Added new fan. Results = artifacts

jas0nt

Weaksauce
Joined
Nov 4, 2003
Messages
81
my friend uninstalled a new copper fan (it is generic) onto my 9600 pro. i let him do it because i have absolutely no idea how to, and he looks like he has more experience as he works in the IT field.

however, after installing the fan, i expected some better results. instead, after running a game or running 3dmark03, it instantly has distorted graphics and weird transparent and white shapes.

before installing the fan, i could run 3dmark03 until a certain point, but now, once entering the first test, it has problems. similarly, once playing a game, it would allow me to play for ~30 minutes, then it shows artifacts. now it shows artifacts after the first second. and to make matters worst, i was just browsing the internet, and the computer froze + some graphics screwed up.

what's wrong? one thing i suspect is once we put the thermal grease on (again, this is a generic brand), we simply put a little blob on the core, unevenly spread it around with a hard credit card and put the fan on. we also removed the stock thermal grease by using a card to scrape (using slight and noticable force) the core. the core still remains sticky, becuase we didn't clean it with isopropyl alchohol or anything. we thought it wouldn't damage the card as visually, the core looked exactly like the memory. and strangely, my Power-Color 9600 pro doesn't have a shim (i know what shim looks like, there are is no silver/grey border around the GPU, it's all green with the black core)

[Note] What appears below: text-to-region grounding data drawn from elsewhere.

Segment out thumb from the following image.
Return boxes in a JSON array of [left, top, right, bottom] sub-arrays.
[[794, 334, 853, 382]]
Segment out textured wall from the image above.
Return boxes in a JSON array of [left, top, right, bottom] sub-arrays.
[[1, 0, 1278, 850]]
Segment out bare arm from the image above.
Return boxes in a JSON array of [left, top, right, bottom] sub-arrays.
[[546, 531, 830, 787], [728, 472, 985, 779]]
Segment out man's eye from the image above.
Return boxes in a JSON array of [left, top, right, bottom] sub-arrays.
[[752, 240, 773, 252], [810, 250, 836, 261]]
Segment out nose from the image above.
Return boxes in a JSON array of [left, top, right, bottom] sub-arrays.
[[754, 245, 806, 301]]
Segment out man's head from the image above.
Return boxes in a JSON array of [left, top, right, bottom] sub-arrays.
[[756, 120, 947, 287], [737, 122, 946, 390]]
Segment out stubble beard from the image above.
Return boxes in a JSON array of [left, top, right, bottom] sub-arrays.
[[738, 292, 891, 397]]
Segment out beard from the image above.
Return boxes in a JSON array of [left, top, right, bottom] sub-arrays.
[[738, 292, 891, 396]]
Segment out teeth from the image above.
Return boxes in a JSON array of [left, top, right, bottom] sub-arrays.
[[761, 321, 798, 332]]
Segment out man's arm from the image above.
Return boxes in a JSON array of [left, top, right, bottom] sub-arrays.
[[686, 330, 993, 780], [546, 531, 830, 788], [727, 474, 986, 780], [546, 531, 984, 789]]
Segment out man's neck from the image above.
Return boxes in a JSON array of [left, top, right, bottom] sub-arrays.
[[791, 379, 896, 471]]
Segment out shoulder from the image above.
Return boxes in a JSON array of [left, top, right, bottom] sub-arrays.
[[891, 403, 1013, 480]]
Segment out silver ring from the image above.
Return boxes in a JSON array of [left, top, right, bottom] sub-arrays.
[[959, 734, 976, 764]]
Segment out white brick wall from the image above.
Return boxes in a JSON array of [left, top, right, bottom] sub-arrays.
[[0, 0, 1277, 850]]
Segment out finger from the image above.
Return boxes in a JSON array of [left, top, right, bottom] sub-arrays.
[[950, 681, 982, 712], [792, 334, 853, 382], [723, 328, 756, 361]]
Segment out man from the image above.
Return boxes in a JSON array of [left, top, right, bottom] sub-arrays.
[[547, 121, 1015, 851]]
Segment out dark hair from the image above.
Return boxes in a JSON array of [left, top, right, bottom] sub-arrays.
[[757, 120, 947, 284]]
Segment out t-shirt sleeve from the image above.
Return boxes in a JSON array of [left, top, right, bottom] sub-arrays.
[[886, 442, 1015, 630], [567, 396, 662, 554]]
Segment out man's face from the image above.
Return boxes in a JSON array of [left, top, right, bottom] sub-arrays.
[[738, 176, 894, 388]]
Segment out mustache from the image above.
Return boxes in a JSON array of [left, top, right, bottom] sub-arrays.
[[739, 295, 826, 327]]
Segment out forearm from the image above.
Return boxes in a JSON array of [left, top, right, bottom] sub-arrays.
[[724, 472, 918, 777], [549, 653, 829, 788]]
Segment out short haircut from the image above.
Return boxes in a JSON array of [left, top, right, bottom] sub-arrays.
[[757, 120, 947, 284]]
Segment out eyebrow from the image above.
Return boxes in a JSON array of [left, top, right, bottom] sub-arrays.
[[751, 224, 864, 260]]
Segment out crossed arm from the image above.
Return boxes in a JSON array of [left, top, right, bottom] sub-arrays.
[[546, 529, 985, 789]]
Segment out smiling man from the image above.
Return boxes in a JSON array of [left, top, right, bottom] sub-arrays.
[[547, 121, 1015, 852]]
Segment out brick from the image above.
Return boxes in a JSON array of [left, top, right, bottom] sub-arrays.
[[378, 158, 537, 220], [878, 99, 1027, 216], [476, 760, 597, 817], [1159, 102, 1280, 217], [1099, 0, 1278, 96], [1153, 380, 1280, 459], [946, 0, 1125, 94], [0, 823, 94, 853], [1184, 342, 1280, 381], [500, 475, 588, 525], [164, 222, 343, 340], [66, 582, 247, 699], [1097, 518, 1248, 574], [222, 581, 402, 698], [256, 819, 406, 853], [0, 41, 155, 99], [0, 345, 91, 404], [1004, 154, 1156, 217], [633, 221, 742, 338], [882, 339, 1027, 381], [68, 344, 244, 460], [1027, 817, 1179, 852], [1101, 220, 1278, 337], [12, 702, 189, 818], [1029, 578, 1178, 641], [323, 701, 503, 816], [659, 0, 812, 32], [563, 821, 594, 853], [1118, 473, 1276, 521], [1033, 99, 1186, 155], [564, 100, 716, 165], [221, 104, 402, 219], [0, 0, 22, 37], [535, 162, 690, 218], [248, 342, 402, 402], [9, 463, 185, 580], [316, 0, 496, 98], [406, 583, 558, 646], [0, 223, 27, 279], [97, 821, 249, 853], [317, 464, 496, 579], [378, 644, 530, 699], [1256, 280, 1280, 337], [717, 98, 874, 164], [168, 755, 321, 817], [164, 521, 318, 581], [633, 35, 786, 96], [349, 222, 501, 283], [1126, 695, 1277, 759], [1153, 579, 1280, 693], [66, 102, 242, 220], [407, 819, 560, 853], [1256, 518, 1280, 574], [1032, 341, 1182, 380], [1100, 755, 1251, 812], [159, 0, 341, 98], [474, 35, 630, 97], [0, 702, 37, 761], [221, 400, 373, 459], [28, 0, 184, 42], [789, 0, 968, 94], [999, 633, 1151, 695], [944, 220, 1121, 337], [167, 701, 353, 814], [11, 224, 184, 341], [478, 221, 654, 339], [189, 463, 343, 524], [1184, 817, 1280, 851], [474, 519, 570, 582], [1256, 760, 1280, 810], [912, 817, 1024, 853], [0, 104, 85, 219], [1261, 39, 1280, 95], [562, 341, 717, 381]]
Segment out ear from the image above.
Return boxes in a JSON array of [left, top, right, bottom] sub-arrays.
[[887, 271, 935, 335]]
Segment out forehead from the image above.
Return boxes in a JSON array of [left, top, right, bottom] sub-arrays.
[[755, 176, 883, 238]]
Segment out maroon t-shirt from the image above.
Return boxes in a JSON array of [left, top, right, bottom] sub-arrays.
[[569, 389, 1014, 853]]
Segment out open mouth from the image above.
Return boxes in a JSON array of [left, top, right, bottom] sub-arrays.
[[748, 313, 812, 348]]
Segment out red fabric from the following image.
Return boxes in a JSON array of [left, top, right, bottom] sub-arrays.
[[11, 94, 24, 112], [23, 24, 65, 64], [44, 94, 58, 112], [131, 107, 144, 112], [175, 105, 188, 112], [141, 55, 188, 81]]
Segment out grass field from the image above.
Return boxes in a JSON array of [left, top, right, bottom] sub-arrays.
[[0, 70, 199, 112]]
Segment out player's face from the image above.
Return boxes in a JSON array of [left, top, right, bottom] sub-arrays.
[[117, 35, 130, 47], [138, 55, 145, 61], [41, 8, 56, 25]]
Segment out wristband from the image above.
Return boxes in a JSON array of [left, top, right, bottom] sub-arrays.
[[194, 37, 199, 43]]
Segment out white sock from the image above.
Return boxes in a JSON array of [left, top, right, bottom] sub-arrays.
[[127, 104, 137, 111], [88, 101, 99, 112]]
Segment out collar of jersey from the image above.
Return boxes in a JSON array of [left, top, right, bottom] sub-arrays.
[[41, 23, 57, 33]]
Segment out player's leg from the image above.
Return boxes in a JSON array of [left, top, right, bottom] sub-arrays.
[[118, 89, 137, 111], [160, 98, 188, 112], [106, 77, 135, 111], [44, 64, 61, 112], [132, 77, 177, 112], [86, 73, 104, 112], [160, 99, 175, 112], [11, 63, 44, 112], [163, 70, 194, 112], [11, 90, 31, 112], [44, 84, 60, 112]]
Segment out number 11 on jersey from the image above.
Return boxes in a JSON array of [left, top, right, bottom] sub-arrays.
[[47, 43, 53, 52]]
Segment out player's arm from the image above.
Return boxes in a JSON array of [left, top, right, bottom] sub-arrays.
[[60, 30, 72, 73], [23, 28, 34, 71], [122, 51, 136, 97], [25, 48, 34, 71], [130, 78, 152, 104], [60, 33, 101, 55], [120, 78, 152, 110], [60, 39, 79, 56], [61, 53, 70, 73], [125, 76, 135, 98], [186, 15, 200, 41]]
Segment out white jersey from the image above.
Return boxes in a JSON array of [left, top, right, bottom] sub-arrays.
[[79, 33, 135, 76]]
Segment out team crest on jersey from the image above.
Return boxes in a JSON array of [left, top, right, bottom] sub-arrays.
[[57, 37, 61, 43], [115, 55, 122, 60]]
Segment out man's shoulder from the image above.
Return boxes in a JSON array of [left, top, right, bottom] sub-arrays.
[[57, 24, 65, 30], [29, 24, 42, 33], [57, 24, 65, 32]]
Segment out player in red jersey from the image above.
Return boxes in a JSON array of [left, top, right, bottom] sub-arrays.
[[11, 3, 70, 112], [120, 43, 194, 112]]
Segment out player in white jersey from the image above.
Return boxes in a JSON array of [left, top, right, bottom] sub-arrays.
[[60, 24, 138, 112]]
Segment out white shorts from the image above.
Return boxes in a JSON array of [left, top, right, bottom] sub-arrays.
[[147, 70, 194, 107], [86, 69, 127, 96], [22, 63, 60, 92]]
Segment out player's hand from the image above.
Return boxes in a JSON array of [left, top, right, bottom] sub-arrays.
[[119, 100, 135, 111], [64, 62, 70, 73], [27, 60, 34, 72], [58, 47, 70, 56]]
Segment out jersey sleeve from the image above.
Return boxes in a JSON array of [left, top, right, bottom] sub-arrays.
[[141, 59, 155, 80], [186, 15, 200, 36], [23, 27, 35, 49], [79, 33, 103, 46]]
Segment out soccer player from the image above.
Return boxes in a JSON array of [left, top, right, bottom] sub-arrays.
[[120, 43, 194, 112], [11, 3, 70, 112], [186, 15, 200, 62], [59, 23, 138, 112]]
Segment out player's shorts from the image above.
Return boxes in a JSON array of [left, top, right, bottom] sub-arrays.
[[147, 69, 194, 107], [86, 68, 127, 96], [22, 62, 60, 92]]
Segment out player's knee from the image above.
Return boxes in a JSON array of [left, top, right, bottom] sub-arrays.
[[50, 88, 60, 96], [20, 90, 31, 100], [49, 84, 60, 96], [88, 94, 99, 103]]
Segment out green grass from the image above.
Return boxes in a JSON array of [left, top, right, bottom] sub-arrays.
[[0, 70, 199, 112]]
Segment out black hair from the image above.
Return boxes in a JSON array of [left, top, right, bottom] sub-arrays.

i'm really worried we might have caused some irreversable damage to the GPU, most likely by removing the thermal grease.

what does this sound like?
 
sounds like it's overheating. take off the hsf. clean BOTH VERY WELL with isopropyl (higher % the better...you can usually find 93% at walgreens I believe) or acetone. Use some non-generic thermal greese...AS3-5, ceramique, or even the AS thermal adhesive. spread it on EVENLY, in a thin coat...apply it too thick and it will act more as an insulator than heat conductor. clamp down the hsf good and tight but not tight enough to crush the core.

next, run it at stock speeds (this includes stock AGP voltage)and do not stress it for a couple days (time to give the thermal compound a chance to "set in" or whatever they say it needs). After that, give it another shot and see what happens with 3dmark.

Hopefully if you haven't been running the piss out of it while it's been artifacting you haven't caused permanent damage. The second I saw artifacts I would have stopped using the card for 3d and redo the hsf.
 
The heatsink is probably sitting on the support frame around the edge of the GPU package and not touching the die itself. You can either spackle it up with thermal paste, remove the support frame (carefully), grind down the heatsink so it clears it, get another heatsink that allows for the frame, or put the original heatsink back on.
 
It probably is the heatsink paste. The other alternative is that he somehow managed to cut or knock off a component on the board.

I don't really like AS3/5 for GPU's. The cheaper OCZ Premium Silver 2 seems to have a thicker consistency and seems to "stick" better, where the AS tends to run, which is bad on an upside-down mounted GPU.
 
ceramique works well.

I put that under my oceberq 4 on my 9500pro.